The document’s author, Archbishop Giacomo Morandi, was then sent bishop to Reggio Emilia. Interestingly, he was appointed president of the regional Episcopal Conference of Emilia Romagna, a sign that his fellow bishops do not dislike him.

The question remaining, however, is whether Pope Francis’ backtracking can be trusted or whether many things should be read according to the logic of the altar of hypocrisy, which the Pope himself used in explaining his decision to accept the resignation of Archbishop of Paris Michel Aupetit.

Aupetit fell victim to a press campaign and accusations from which he was later wholly acquitted.

If everything is a method of government and everything is narrative, what is the true face of Pope Francis’ pontificate? Is there a line in the pontificate that goes beyond the pope’s personal and personalistic decisions?

In the end, Pope Francis showed differences in approaches even on the traditionalist question: Ferocious with those who want to celebrate according to the older books, relatively soft with realities already structured in the Church that do so; very harsh in attacking some traditionalist “oases” (the Franciscans of the Immaculate at the beginning of the pontificate, but also the suspension of priestly ordinations in the diocese of Frejus – Toulon in France).

Every situation is indeed a story in itself.

It is also true, however, that the main characteristic of Pope Francis’ pontificate is its ambiguity.

There is no line.

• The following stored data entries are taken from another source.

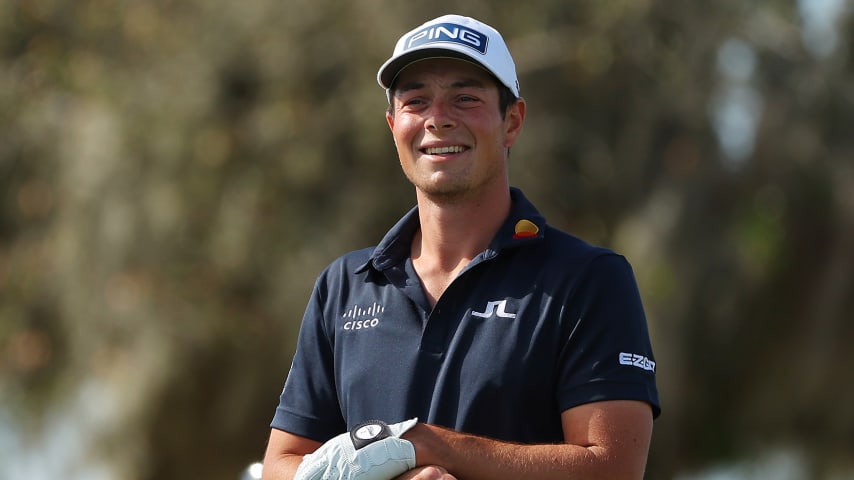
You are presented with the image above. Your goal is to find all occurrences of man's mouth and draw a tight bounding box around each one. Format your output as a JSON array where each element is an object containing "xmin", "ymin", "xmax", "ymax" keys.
[{"xmin": 422, "ymin": 145, "xmax": 467, "ymax": 155}]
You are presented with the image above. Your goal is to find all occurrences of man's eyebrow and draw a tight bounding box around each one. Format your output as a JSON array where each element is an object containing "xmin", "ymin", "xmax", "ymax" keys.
[
  {"xmin": 450, "ymin": 77, "xmax": 488, "ymax": 89},
  {"xmin": 394, "ymin": 77, "xmax": 488, "ymax": 95},
  {"xmin": 394, "ymin": 80, "xmax": 425, "ymax": 95}
]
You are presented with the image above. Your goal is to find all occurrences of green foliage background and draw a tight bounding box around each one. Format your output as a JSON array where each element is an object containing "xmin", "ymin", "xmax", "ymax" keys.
[{"xmin": 1, "ymin": 0, "xmax": 852, "ymax": 478}]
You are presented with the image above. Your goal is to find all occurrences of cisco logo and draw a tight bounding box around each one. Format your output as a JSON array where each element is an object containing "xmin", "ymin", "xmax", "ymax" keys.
[{"xmin": 342, "ymin": 303, "xmax": 384, "ymax": 331}]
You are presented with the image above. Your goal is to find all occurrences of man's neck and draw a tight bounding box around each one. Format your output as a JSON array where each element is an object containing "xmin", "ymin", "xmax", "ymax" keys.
[{"xmin": 412, "ymin": 184, "xmax": 511, "ymax": 274}]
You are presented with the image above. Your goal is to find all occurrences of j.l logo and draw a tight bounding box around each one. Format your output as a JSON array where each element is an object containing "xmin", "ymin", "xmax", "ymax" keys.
[{"xmin": 471, "ymin": 300, "xmax": 516, "ymax": 319}]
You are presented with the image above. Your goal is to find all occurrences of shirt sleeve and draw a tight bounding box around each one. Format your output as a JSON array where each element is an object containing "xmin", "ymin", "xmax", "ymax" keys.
[
  {"xmin": 270, "ymin": 272, "xmax": 347, "ymax": 441},
  {"xmin": 556, "ymin": 253, "xmax": 661, "ymax": 418}
]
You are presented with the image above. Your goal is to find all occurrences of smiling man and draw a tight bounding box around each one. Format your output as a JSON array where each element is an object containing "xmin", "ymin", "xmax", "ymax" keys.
[
  {"xmin": 387, "ymin": 58, "xmax": 522, "ymax": 206},
  {"xmin": 262, "ymin": 15, "xmax": 660, "ymax": 480}
]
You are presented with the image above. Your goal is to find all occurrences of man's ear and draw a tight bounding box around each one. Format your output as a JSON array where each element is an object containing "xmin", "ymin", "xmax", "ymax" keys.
[
  {"xmin": 503, "ymin": 98, "xmax": 526, "ymax": 149},
  {"xmin": 386, "ymin": 110, "xmax": 395, "ymax": 131}
]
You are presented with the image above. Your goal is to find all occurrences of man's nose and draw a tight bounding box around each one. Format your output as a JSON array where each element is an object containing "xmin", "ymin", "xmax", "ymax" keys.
[{"xmin": 425, "ymin": 101, "xmax": 456, "ymax": 130}]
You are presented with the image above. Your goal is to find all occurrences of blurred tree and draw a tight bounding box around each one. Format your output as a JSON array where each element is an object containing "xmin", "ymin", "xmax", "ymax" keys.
[{"xmin": 0, "ymin": 0, "xmax": 851, "ymax": 479}]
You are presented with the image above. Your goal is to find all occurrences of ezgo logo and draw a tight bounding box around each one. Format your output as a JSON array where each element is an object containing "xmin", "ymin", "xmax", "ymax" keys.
[
  {"xmin": 619, "ymin": 352, "xmax": 656, "ymax": 372},
  {"xmin": 405, "ymin": 23, "xmax": 488, "ymax": 54}
]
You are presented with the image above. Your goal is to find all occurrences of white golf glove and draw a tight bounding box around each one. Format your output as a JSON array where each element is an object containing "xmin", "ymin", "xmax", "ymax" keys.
[{"xmin": 294, "ymin": 418, "xmax": 418, "ymax": 480}]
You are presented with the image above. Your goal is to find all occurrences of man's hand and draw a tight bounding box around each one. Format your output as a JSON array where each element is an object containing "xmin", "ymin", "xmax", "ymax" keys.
[
  {"xmin": 294, "ymin": 419, "xmax": 418, "ymax": 480},
  {"xmin": 392, "ymin": 466, "xmax": 457, "ymax": 480}
]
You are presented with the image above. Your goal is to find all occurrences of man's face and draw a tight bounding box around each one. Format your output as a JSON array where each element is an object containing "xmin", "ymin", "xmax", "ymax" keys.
[{"xmin": 386, "ymin": 58, "xmax": 525, "ymax": 201}]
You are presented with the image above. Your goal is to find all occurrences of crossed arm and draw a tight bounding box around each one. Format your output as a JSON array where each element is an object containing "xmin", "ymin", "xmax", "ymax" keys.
[{"xmin": 261, "ymin": 400, "xmax": 653, "ymax": 480}]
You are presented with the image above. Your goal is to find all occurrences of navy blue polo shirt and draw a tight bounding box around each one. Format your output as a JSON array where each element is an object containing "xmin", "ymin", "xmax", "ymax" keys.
[{"xmin": 272, "ymin": 188, "xmax": 660, "ymax": 444}]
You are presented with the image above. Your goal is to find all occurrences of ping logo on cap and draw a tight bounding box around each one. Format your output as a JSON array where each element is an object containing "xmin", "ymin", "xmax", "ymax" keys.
[{"xmin": 404, "ymin": 22, "xmax": 488, "ymax": 54}]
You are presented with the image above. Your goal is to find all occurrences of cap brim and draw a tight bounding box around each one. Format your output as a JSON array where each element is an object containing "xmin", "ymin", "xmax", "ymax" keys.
[{"xmin": 378, "ymin": 48, "xmax": 487, "ymax": 90}]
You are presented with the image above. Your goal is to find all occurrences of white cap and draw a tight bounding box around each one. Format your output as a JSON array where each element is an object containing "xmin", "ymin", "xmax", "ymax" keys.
[{"xmin": 377, "ymin": 15, "xmax": 520, "ymax": 98}]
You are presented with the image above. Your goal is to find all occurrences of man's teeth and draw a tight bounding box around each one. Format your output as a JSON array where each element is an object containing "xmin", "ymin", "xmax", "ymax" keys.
[{"xmin": 425, "ymin": 146, "xmax": 465, "ymax": 154}]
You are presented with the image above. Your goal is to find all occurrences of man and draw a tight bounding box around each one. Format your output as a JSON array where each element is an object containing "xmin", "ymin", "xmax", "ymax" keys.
[{"xmin": 262, "ymin": 14, "xmax": 660, "ymax": 480}]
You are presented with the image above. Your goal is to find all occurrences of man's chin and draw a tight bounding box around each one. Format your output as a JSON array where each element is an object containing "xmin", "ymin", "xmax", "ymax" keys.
[{"xmin": 415, "ymin": 182, "xmax": 476, "ymax": 205}]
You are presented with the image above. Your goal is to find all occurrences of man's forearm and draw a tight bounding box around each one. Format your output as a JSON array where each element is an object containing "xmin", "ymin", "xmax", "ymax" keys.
[
  {"xmin": 405, "ymin": 423, "xmax": 648, "ymax": 480},
  {"xmin": 261, "ymin": 453, "xmax": 303, "ymax": 480},
  {"xmin": 262, "ymin": 428, "xmax": 324, "ymax": 480}
]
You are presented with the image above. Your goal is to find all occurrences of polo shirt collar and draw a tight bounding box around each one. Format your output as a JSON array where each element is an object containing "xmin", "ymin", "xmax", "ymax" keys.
[{"xmin": 357, "ymin": 187, "xmax": 546, "ymax": 273}]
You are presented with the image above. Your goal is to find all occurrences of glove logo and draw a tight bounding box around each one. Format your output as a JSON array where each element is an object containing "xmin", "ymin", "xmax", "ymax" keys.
[{"xmin": 354, "ymin": 424, "xmax": 384, "ymax": 440}]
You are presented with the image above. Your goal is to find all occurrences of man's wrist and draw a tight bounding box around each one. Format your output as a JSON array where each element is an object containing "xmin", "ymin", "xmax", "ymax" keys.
[{"xmin": 401, "ymin": 422, "xmax": 445, "ymax": 469}]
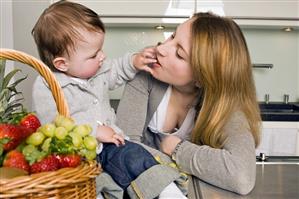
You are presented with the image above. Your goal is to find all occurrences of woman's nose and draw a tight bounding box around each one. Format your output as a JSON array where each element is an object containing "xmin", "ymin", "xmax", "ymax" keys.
[{"xmin": 156, "ymin": 42, "xmax": 167, "ymax": 57}]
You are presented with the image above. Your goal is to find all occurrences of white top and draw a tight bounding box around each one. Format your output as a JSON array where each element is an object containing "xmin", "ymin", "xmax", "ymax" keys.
[{"xmin": 148, "ymin": 86, "xmax": 195, "ymax": 141}]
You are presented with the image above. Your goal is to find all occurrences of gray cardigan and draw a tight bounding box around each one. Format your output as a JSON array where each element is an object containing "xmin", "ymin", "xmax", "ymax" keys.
[{"xmin": 116, "ymin": 72, "xmax": 257, "ymax": 196}]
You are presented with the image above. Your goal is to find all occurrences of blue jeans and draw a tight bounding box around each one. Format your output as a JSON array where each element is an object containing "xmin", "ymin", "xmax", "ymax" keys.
[{"xmin": 97, "ymin": 140, "xmax": 157, "ymax": 189}]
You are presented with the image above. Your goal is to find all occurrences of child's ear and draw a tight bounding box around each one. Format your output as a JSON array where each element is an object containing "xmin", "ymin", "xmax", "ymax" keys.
[{"xmin": 53, "ymin": 57, "xmax": 69, "ymax": 72}]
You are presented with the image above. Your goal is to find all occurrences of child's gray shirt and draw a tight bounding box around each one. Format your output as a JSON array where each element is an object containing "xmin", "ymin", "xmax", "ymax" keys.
[{"xmin": 32, "ymin": 53, "xmax": 135, "ymax": 137}]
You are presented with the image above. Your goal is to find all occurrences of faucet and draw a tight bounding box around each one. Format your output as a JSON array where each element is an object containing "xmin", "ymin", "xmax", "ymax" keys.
[
  {"xmin": 283, "ymin": 94, "xmax": 289, "ymax": 104},
  {"xmin": 265, "ymin": 94, "xmax": 270, "ymax": 104}
]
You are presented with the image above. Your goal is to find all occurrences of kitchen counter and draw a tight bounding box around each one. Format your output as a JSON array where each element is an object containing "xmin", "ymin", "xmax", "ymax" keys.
[{"xmin": 189, "ymin": 161, "xmax": 299, "ymax": 199}]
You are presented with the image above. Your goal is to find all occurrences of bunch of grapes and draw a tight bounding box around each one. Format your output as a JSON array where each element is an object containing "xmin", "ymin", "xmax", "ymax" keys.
[{"xmin": 22, "ymin": 115, "xmax": 97, "ymax": 164}]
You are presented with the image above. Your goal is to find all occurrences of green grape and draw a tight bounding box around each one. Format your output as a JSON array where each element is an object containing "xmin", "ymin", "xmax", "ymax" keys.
[
  {"xmin": 40, "ymin": 123, "xmax": 56, "ymax": 137},
  {"xmin": 22, "ymin": 145, "xmax": 43, "ymax": 164},
  {"xmin": 69, "ymin": 132, "xmax": 83, "ymax": 148},
  {"xmin": 54, "ymin": 126, "xmax": 68, "ymax": 140},
  {"xmin": 83, "ymin": 136, "xmax": 97, "ymax": 150},
  {"xmin": 42, "ymin": 137, "xmax": 52, "ymax": 152},
  {"xmin": 26, "ymin": 132, "xmax": 45, "ymax": 146},
  {"xmin": 60, "ymin": 117, "xmax": 75, "ymax": 131},
  {"xmin": 85, "ymin": 125, "xmax": 92, "ymax": 135},
  {"xmin": 84, "ymin": 149, "xmax": 97, "ymax": 160},
  {"xmin": 73, "ymin": 125, "xmax": 91, "ymax": 137},
  {"xmin": 54, "ymin": 114, "xmax": 65, "ymax": 127},
  {"xmin": 22, "ymin": 144, "xmax": 37, "ymax": 156}
]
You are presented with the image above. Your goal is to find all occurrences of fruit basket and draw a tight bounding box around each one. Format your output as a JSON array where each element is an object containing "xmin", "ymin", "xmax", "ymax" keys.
[{"xmin": 0, "ymin": 49, "xmax": 101, "ymax": 198}]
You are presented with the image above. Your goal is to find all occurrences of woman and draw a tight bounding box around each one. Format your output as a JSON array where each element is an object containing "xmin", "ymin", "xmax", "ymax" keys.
[{"xmin": 116, "ymin": 12, "xmax": 261, "ymax": 195}]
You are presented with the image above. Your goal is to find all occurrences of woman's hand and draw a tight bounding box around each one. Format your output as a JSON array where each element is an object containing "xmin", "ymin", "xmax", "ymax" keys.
[{"xmin": 160, "ymin": 135, "xmax": 182, "ymax": 156}]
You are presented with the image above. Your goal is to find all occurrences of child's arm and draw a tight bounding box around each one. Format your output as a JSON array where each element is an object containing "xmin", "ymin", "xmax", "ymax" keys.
[
  {"xmin": 96, "ymin": 124, "xmax": 125, "ymax": 146},
  {"xmin": 132, "ymin": 46, "xmax": 157, "ymax": 74},
  {"xmin": 104, "ymin": 47, "xmax": 157, "ymax": 90}
]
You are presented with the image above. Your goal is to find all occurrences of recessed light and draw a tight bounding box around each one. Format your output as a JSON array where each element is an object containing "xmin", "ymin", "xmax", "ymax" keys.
[
  {"xmin": 282, "ymin": 27, "xmax": 293, "ymax": 32},
  {"xmin": 155, "ymin": 25, "xmax": 165, "ymax": 30}
]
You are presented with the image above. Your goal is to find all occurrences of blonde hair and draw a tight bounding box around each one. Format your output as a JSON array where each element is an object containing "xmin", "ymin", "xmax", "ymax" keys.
[
  {"xmin": 190, "ymin": 13, "xmax": 261, "ymax": 148},
  {"xmin": 32, "ymin": 0, "xmax": 105, "ymax": 71}
]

Approximations and errors define the image of the pontificate. Or, better said, there is a line, but there is also the understanding that this is a controversial line, which would create division. Indeed, division has been created every time Pope Francis made a clear and personal decision.

With the appointment of Archbishop Gänswein as nuncio, Pope Francis closes a circle. However, he certainly does not close the debate on his relationship with the Pope Emeritus or the fundamental aspect of his pontificate.

This theme will be food for thought in view of the conclave to come.